Image of a cat and pregnant lady.

Your pets probably don't understand that in nine months a new baby will be joining your family, but dogs and cats do detect differences in mood, posture, behavior, and body chemistry that clue them that an enormous change is happening.

Your dog or cat will pick up other signs, too: Our four legged friends are masters at reading our body language, so they'll notice when your movements start to get more and more awkward. Pets are also highly attuned to changes in your daily routine - say, if you're not taking your dog for runs as often as you used to, if you're spending more time on the couch, or if family members are treating you with extra care.

It's common for dogs to go on alert and become overprotective of their expecting owner from the very beginning of her pregnancy. Behaviorists have witnessed dogs growl, bark, or even block doors with their bodies to prevent other family members - even the baby's father - from coming into the same room as the mom-to-be.

Cats on the other hand are less socially involved, therefore less likely to go through these sorts of behavioral changes. Cat owners have reported a wide range of responses from uninterested to more loving and protective behaviors. But keep giving your cat attention and love during your pregnancy, as neglected cats may become more aggressive or act out by urinating where they're not supposed to, like in your bed or laundry basket.

To help prevent problem behaviors, try to stick to your pre-pregnancy routine as much as you can, and ask family members and friends to help when you're not up for a run in the park or a long brushing session. I advise clients to develop a plan for their pet while they're in the hospital, just like they'd develop a birth plan. Line up a caretaker for your pets and write down your pets' schedules for that person.

To help your dog understand that you still love him, be careful of the messages you send through your body language. Pregnant women often unconsciously place their hands over their stomachs, and dogs read this closed-arm posture as saying "I'm unavailable" or "step back." Open-armed postures, on the other hand, send dogs the message to "come here."

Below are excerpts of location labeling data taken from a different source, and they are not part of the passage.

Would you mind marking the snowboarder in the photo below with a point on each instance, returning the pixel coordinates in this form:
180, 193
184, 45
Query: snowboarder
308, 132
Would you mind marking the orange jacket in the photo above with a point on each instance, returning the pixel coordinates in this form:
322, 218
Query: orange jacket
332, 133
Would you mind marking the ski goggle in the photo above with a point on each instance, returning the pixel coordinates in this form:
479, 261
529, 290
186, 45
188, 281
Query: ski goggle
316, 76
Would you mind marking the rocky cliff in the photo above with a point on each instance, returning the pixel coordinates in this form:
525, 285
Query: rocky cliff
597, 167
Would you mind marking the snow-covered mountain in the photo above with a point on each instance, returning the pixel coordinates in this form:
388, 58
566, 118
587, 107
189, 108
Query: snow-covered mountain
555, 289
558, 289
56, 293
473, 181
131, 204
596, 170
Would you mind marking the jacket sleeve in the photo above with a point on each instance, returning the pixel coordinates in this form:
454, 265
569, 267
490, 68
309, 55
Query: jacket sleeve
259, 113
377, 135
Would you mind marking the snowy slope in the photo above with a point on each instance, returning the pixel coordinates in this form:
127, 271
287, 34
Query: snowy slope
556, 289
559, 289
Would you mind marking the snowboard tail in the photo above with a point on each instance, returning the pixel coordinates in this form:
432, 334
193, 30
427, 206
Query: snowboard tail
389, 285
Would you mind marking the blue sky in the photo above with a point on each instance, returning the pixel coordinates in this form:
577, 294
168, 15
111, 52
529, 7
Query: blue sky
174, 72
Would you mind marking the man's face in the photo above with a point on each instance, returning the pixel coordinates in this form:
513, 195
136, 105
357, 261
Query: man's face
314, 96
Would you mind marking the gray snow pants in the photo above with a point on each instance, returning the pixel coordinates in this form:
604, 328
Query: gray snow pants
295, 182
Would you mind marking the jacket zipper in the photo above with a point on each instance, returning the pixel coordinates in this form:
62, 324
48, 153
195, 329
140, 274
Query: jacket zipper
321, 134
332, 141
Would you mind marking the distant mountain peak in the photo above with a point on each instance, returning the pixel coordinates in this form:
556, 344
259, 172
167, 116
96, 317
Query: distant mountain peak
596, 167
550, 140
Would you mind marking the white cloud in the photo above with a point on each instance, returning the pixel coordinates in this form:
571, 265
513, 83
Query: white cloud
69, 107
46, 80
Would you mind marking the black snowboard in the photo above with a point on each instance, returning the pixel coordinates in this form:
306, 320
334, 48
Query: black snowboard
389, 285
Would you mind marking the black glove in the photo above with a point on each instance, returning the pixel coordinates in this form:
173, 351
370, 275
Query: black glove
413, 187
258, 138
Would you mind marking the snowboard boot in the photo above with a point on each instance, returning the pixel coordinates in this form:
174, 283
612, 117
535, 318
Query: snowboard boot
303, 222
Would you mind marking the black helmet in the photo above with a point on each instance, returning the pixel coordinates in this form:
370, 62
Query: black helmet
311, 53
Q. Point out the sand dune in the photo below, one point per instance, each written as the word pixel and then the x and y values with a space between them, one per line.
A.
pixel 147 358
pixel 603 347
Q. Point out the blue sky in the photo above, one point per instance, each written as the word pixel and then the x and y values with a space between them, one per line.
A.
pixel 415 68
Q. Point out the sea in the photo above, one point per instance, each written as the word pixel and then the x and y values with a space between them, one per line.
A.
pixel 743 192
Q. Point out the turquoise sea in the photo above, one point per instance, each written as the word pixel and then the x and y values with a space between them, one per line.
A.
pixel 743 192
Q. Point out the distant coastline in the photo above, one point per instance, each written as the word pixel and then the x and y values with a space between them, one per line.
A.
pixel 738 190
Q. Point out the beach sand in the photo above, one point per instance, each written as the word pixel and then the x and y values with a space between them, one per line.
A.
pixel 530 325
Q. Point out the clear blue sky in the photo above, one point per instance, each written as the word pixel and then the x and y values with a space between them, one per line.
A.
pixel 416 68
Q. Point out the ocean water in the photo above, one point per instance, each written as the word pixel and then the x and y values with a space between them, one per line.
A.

If your dog or cat starts seriously misbehaving during your pregnancy, or if you don't have experience preparing pets for a new baby, it's a good idea to get help from a professional trainer. Many offer "baby readiness" classes or individual training sessions to help pets adjust.

If you stay on top of any potential behavior problems, having pets during your pregnancy and afterward can be a wonderful thing for you and your baby. Studies have shown that spending time with a domesticated animal can improve mood, reduce depression, lower blood pressure, and even help you live longer. So enjoy!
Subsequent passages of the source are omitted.